Fall semester of my sophomore year went by in the blink of an eye. I could've sworn I was just moving into my dorm room, but here I am getting ready for finals and a month of being home in Northern VA. I didn't think that any semester could top this past semester when it comes to the growth I have experienced, but boy was I wrong. The past several months hit me like a ton of bricks and I've never been more thankful or felt more full because of it.
One of my favorite things about Making Joy and Bliss is that I'll be able to look back at past posts and see what was on my mind at the time. What I've learned this semester is something that I feel like I have to document, so here I am.
God's best is better than my best.
I'll just be really honest here. In the past, my prayers sounded a lot like "God do this" or "God please give me that." I was always asking for my best. What I thought I wanted. Then I realized, why the heck am I begging God for what I have planned for my life when what He has in store for me is already a million times better than I could ever even imagine? It quickly became less about me and my plan and more about Him and His plan.
Satan is always looking to steal your joy.
It's taken me a while to fully come to terms with this reality. As much as the Lord is for us, the enemy is against us. There's no way to avoid it than to run faster to our Savior. I've practically been sprinting to Him the past few months, and sometimes I'm simply not fast enough. Satan gets his foot in the door, and then I'm right back to being distracted by the things of this world. The best part about this though is that I could be lost for a day, a week, a month, or even a year and God still loves me. Now that I'm aware of the enemy's presence and his attempts to pull me away from what's best for my heart, it's easier to see trouble every now and then before extreme damage can be done. Does this mean I don't fall for his shenanigans? Absolutely not. It just means I'm more aware of this beautiful thing called redemption that I find in Jesus.
Nothing on this Earth is forever.
Okay, so this statement isn't super profound or anything, but this is one of the most shocking and hard things I learned this semester. September was like a massive thunderstorm that just wouldn't let up. When I was away at school, my family unexpectedly lost the dog that I had grown up with for 12 years. Losing Casper was hard, but on top of all of that, my dad went in for surgery a few days later to remove a tumor in his kidney. Because of school, I couldn't be there with everyone for his recovery and I realized that being in college, being an adult, and having to be away from my family meant that I was going to have to learn to cope with things much differently. Being away from home meant holding my friends a little tighter, letting myself cry harder, and being much more thankful for this wonderful thing called facetime.
Relationships will change and that's okay.

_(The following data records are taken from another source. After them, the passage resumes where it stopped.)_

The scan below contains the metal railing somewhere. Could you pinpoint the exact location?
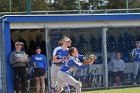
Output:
[0,8,140,16]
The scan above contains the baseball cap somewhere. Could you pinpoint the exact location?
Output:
[36,47,41,50]
[15,42,21,45]
[20,42,24,45]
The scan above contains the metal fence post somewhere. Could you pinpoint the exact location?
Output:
[45,27,51,93]
[27,0,31,15]
[102,27,108,88]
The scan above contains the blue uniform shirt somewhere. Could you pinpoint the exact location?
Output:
[60,56,89,73]
[31,54,47,70]
[53,46,69,65]
[132,48,140,62]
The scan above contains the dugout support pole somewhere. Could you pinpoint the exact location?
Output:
[45,27,51,93]
[102,27,108,88]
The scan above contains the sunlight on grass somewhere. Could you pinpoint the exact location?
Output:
[82,87,140,93]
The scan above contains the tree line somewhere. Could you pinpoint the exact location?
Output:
[0,0,140,12]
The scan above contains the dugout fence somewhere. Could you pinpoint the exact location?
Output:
[46,25,140,89]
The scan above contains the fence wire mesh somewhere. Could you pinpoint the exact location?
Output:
[48,26,140,89]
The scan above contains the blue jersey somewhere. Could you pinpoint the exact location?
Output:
[132,48,140,62]
[53,46,69,65]
[31,54,47,70]
[60,56,89,73]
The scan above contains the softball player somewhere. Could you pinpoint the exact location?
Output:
[56,47,89,93]
[51,36,71,93]
[132,41,140,85]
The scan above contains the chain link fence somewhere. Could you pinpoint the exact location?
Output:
[47,26,140,89]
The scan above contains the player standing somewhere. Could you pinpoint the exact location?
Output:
[56,47,90,93]
[51,36,71,93]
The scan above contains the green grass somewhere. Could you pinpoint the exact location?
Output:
[82,87,140,93]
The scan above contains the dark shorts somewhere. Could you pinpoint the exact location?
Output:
[34,68,45,77]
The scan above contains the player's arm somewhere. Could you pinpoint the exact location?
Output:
[53,56,63,63]
[69,60,89,69]
[43,55,48,71]
[31,55,37,68]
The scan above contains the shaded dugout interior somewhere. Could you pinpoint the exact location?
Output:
[0,13,140,93]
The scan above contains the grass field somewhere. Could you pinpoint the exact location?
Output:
[82,87,140,93]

I never really listened when people told me, "It's okay if the friends that you have when you get to college aren't the same friends that you have a year or so later." I wasn't interested in facing this reality at all. Having stable friends is something that's been so foreign to me, and I was desperate for it. When I saw that some of my friendships were indeed changing, it scared the crap out of me quite honestly. I approached this year wondering who I'd spend my time with, but never once did it cross my mind that God already had people picked out for me. He really ended up spoiling me in the friendship department this year. I think the difference that I see in my relationships this time is that these people really "get" me. They laugh, cry, and dance with me. We support each other with every ounce of our being. And most importantly, they bring me closer to my King and for that, I am so blessed. Y'all know who you are, thank you for being you.
You get what you give.
One of the biggest differences that I've noticed between this year and last is that I made a point to be really present in the dorm. While being on the leadership team has helped, I've made more of a point to be in the common area with everyone, I try to leave my door propped open often, and with all of that, my attitude towards school has changed immensely. Last year I never attended hall events, never hung out in other girl's rooms, or took the chance to get to know my RA's. The fact that I didn't feel welcome on my hall was entirely my fault. I didn't take advantage of all of the opportunities that were offered. I guess what I'm trying to say here is that if I had taken a step back and evaluated why I wasn't feeling 100% comfortable at school was because I wasn't doing my part. So put yourself out there. Meet new people. Show up to those seemingly lame organized events. I promise you won't regret it.
Find your safe space.
Okay, #1 thing about this is that your safe space isn't your room. Get out of there y'all. It's so easy, especially during the winter months, to trap yourself in your room. Anyways, find a place either on or off campus, where you can be alone and recharge. For me, it's the little prayer chapel on my campus. At night, especially, it's really quiet in there and I can almost feel God's presence in there instantly. It's a place where I can just sit whether it's for a quick ten minutes or an hour and just let go of all of the heavy stuff on my heart. Tears have been shed there, but I've also gone there when I'm having the best day ever and I just need to take it all in. Maybe for you, it'll be your car, your favorite place to eat, or a little table in the library, but find your space. Journal there. Call your mom there. Pray there. Breathe there.
Thanks so much for reading y'all! I love you so much and am so grateful for you. Enjoy the Christmas season! Soak it all up!